Un delitto di mafia senza alcun dubbio, sul quale finora però si era saputo ben poco. Ad indicare mandanti e complici, moventi e particolari agghiaccianti, è adesso l’aspirante collaboratore di giustizia e boss dell’Acquasanta, Vito Galatolo: «Lo zio Pietro è stato, Calogero Lo Presti», ha messo infatti a verbale davanti ai pm. Viene ritenuto «altamente credibile» dagli investigatori, «’u picciutteddu» del clan Galatolo, anche se parla de relato.

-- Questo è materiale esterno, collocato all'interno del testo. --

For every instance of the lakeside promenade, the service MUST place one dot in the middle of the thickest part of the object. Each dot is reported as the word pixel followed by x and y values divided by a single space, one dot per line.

Riferisce cioè le confidenze di un amico, ma non ha partecipato direttamente al delitto. Secondo la sua versione, Romano sarebbe stato “punito” per le sue ambizioni nel business della droga. Non avrebbe voluto rispettare le regole e gli ammonimenti dello «zio Pietro», cioè di Calogero Lo Presti, il boss di Porta Nuova arrestato sempre nel 2011 nell’ambito dell’operazione «Pedro», che ne avrebbe così decretato la morte. Assieme a Romano - riferisce sempre Galatolo - avrebbe dovuto morire anche un suo ex compagno di cella, Giuseppe Ruggeri, il genero del boss Antonino Lauricella, «’u Scintilluni» della Kalsa, col quale avrebbe deciso di mettere su un giro di spaccio “indipendente”.
«Comprava la droga fuori dalla borgata», spiega Galatolo ai pm, fornendo un presunto movente all’omicidio di Romano. E, quando Lo Presti l’avrebbe richiamato all’ordine anche per questioni legate «al prezzo della droga», il picciotto gli avrebbe «risposto male». Troppo per Cosa nostra, troppo per il boss di Porta Nuova che non avrebbe potuto accettare non solo lo sgarbo, ma addirittura la pretesa di agire indisturbati, da cani sciolti, sul “suo” territorio. Da qui la condanna a morte. E quella del picciotto di Borgo Vecchio segue un copione antico, quello peraltro già sfruttato per ammazzare il padre, Giovan Battista, nel 1995. «Lo hanno attirato in trappola - racconta Galatolo - in una specie di stalla, lo hanno legato, massacrato di legnate e poi gli hanno sparato alla testa». Se a Giovan Battista Romano era toccato poi lo scioglimento nell’acido, per il figlio Davide venne scelto l’incaprettamento e l’abbandono del cadavere in un’auto. Per lanciare un segnale chiaro, molto chiaro, a chi eventualmente avesse voluto farsi venire strane idee per la testa nel mandamento. Galatolo punta l’indice contro Lo Presti, ma dice anche ai magistrati chi sarebbero stati i suoi complici, con tanto di nomi e cognomi, fornendo dunque molti elementi per riprendere seriamente le indagini sul delitto.
«Ruggeri doveva morire, lo doveva ammazzare Pecoraro», aggiunge il boss dell’Acquasanta, arrestato lo scorso giugno nell’ambito del maxiblitz «Apocalisse». Il Pecoraro a cui fa riferimento è Nicolò, 68 anni, ormai defunto. Proprio la sera in cui venne ammazzato Romano, Pecoraro, evaso dagli arresti domiciliari, venne fermato nel palazzo di corso dei Mille in cui viveva Ruggeri con una pistola calibro 7.65. Un dato questo che, per la verità, non molto tempo dopo l’omicidio di Romano ebbe ampia diffusione sui giornali. Galatolo dice però di aver appreso i particolari della vicenda da un un amico fidato.
Certo è che finora, anche se la pista della droga e l’ipotesi che la vittima avesse tentato di fare il salto di qualità erano state abbondantemente individuate, la Procura non aveva in mano elementi concreti. Ora, grazie alle dichiarazioni del boss, ha nomi e cognomi e può dunque pocedere a nuovi accertamenti.